Last night at Manhattan’s Center for Fiction, Victor LaValle read from his latest novel The Devil in Silver, published by Spiegel & Grau.
Mr. LaValle wrote his novel at the George Washington Bridge Port Authority’s Dunkin Donuts where he observed the late night locals and, as he says, “stole their looks, stories and voices for my work.” The patron saint of The Devil in Silver, though, is Vincent van Gogh, whom Mr. LaValle researched extensively while living in Amsterdam. The chapter he read last night was his biographical take on the painter’s life.
Pepper, the novel’s protagonist, is erroneously committed to a mental hospital. Pepper is an anti-hero, motivated by self-serving machismo. In the corrupt mental hospital, he is forced to fight—physically and emotionally— a cast of buffalo-headed monsters, nurses, and doctors. Like Ricky Rice, the ex-junkie suicide-surviving protagonist of Mr. LaValle’s previous novel The Big Machine, Pepper wades through the unsavory recesses of a world that is often socially marginalized.

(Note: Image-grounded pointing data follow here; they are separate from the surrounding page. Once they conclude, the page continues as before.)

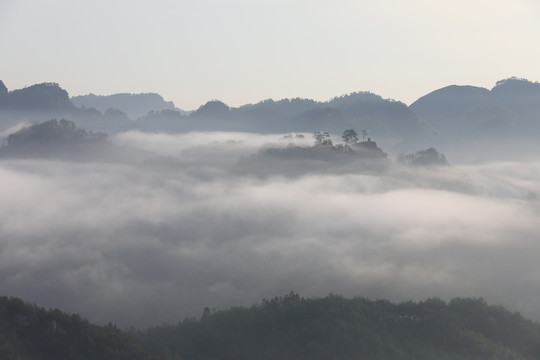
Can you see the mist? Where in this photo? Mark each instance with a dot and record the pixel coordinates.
(153, 242)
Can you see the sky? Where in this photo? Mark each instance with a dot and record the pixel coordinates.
(240, 51)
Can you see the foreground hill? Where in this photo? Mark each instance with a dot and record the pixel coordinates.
(337, 328)
(282, 328)
(30, 332)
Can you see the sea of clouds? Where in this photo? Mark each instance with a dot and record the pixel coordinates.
(157, 241)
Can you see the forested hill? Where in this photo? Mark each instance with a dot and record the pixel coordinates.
(291, 327)
(283, 328)
(28, 332)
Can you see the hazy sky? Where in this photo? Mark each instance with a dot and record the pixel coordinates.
(242, 51)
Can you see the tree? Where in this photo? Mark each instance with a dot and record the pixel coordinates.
(425, 157)
(350, 137)
(322, 139)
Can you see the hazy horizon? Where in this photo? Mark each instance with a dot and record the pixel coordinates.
(245, 51)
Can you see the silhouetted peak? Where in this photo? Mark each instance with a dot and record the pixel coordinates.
(45, 96)
(356, 97)
(516, 86)
(3, 88)
(52, 131)
(212, 107)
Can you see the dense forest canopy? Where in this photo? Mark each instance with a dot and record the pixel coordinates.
(288, 327)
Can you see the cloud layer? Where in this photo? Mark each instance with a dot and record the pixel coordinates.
(140, 245)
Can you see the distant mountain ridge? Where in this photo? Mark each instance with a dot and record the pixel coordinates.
(133, 105)
(466, 118)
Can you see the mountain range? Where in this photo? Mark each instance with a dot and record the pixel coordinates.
(454, 118)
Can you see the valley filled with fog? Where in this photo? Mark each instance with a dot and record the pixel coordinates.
(206, 219)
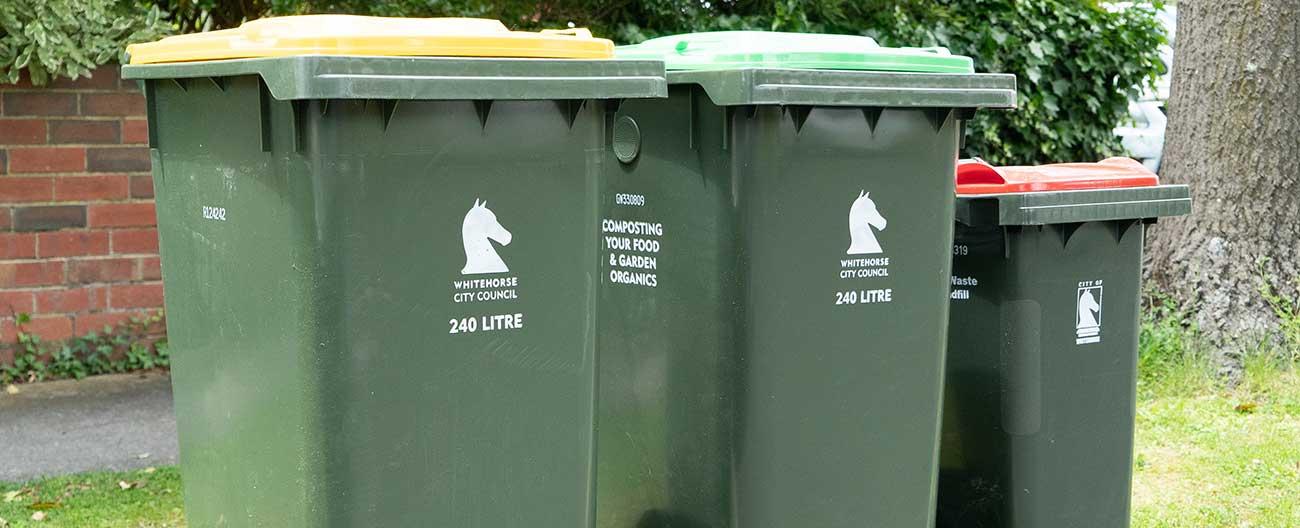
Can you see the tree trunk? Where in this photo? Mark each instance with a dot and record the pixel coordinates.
(1234, 137)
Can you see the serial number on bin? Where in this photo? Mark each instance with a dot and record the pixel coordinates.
(213, 212)
(486, 323)
(629, 199)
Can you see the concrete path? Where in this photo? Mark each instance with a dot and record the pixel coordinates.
(121, 422)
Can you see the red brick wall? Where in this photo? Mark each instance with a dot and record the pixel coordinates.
(78, 245)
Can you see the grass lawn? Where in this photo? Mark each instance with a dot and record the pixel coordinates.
(1205, 455)
(128, 500)
(1212, 457)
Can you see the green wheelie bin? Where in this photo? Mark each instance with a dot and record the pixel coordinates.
(793, 195)
(380, 252)
(1043, 342)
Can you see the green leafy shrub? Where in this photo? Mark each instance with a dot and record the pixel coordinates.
(1171, 359)
(126, 347)
(69, 38)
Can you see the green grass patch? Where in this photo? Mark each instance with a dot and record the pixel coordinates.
(1209, 455)
(144, 498)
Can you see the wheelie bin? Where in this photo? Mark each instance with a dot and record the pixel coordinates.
(1043, 342)
(794, 195)
(378, 243)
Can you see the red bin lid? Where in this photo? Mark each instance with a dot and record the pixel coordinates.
(978, 177)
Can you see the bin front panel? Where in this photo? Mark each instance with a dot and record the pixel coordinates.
(1041, 364)
(382, 314)
(462, 384)
(844, 262)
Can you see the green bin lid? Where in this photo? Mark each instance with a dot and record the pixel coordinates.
(741, 50)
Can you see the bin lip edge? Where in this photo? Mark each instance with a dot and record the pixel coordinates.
(755, 86)
(298, 77)
(151, 70)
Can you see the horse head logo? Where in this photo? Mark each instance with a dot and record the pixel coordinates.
(1088, 310)
(477, 233)
(862, 217)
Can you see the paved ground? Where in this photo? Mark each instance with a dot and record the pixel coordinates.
(100, 423)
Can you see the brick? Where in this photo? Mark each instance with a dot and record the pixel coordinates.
(87, 323)
(47, 160)
(92, 187)
(72, 243)
(77, 299)
(35, 273)
(39, 103)
(102, 78)
(135, 241)
(151, 268)
(22, 132)
(50, 327)
(138, 295)
(48, 217)
(122, 215)
(135, 132)
(117, 160)
(112, 104)
(14, 190)
(90, 271)
(17, 246)
(85, 132)
(142, 186)
(16, 302)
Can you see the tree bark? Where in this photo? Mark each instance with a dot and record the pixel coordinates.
(1234, 137)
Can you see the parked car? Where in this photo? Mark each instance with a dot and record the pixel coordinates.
(1144, 135)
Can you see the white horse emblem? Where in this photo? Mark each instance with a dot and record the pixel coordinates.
(862, 217)
(1088, 310)
(477, 233)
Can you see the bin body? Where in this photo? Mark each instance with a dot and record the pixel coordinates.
(1040, 385)
(380, 285)
(817, 200)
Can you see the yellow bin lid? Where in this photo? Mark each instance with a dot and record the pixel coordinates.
(345, 34)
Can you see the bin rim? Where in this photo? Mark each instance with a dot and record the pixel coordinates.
(424, 78)
(976, 177)
(359, 35)
(789, 86)
(749, 48)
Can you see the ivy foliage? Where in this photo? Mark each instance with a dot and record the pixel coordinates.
(125, 347)
(69, 38)
(1078, 61)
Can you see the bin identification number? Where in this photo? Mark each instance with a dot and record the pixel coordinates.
(486, 323)
(629, 199)
(213, 212)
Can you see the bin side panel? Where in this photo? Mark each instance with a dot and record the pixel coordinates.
(241, 268)
(845, 254)
(666, 323)
(462, 392)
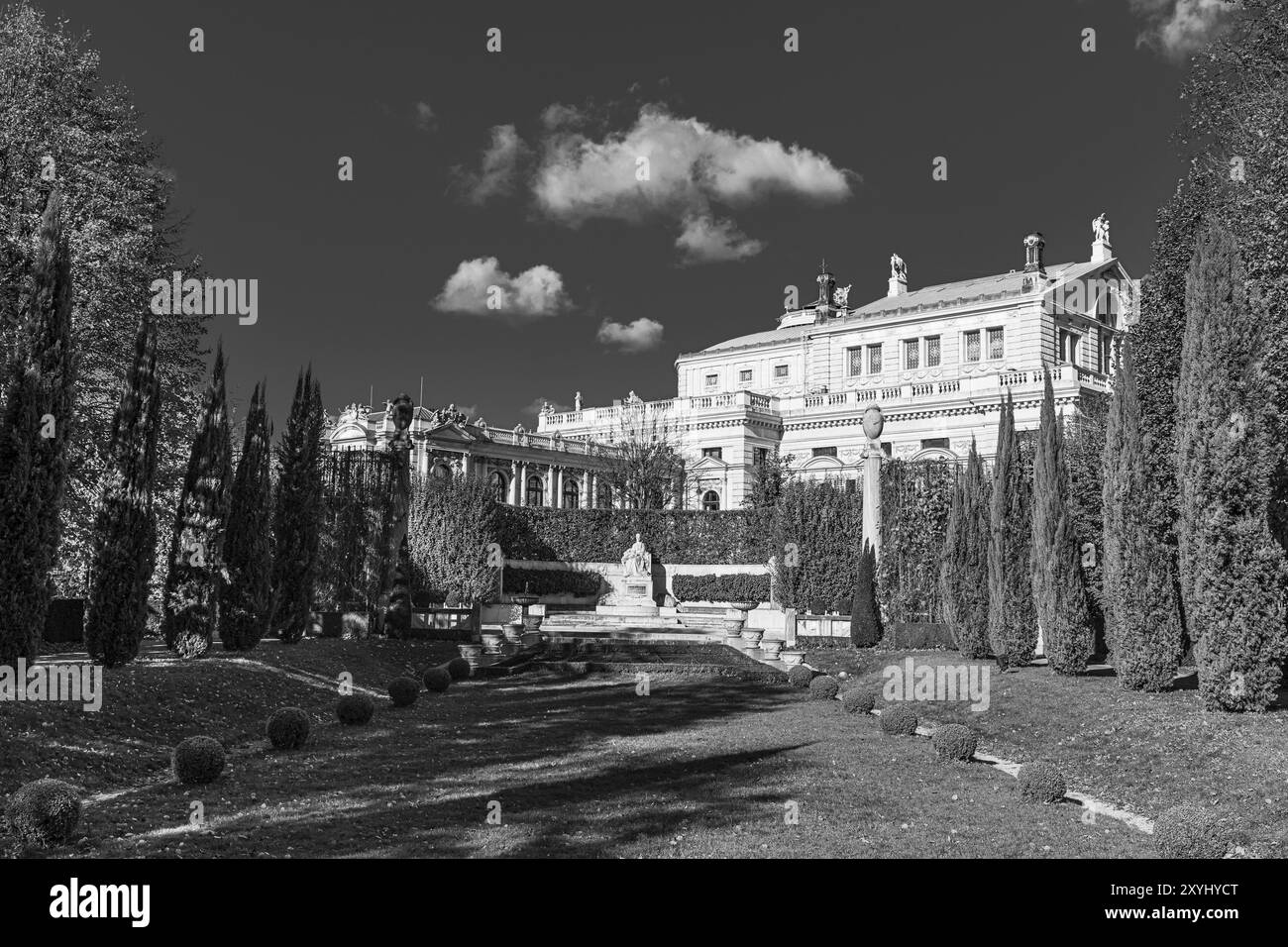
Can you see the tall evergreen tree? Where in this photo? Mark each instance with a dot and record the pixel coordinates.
(35, 431)
(1233, 569)
(1142, 624)
(248, 598)
(1059, 595)
(1012, 617)
(197, 573)
(125, 532)
(297, 512)
(965, 567)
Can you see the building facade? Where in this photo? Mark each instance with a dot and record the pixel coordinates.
(938, 361)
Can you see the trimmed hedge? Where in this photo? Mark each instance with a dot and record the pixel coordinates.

It is fair to postulate that Mr. LaValle’s text explores his own deep ties to mental illness. Yesterday evening, he openly stated that many of his family members have struggled with bipolar disorder and schizophrenia. He himself has visited mental hospitals throughout his life. Displacement and horror pervade the text—there was an urgent gravity to Mr. LaValle’s performance of his work.
Mr. LaValle took questions after his reading. He confessed how hard it was to commit The Devil in Silver to a single genre. Besides looking to van Gogh, he counted Roman Polanski’s Rosemary’s Baby and the short stories of Shirley Jackson as research. The text’s formal tone oscillates between horror, political fiction, biography, and black comedy. “I realized I didn’t have to choose one way of telling the story. Any and every direction I had to take, I would just take. This thing would be the book it needed to be, rather than something singular to keep it together,” he told the audience.
At the end of the night, in response to a question about his role as a writer in the digital age, he said: “I believe I can capture the glory of the world. By writing, I tell the world: I love you so much. Even when I have trouble with the world, I love it.”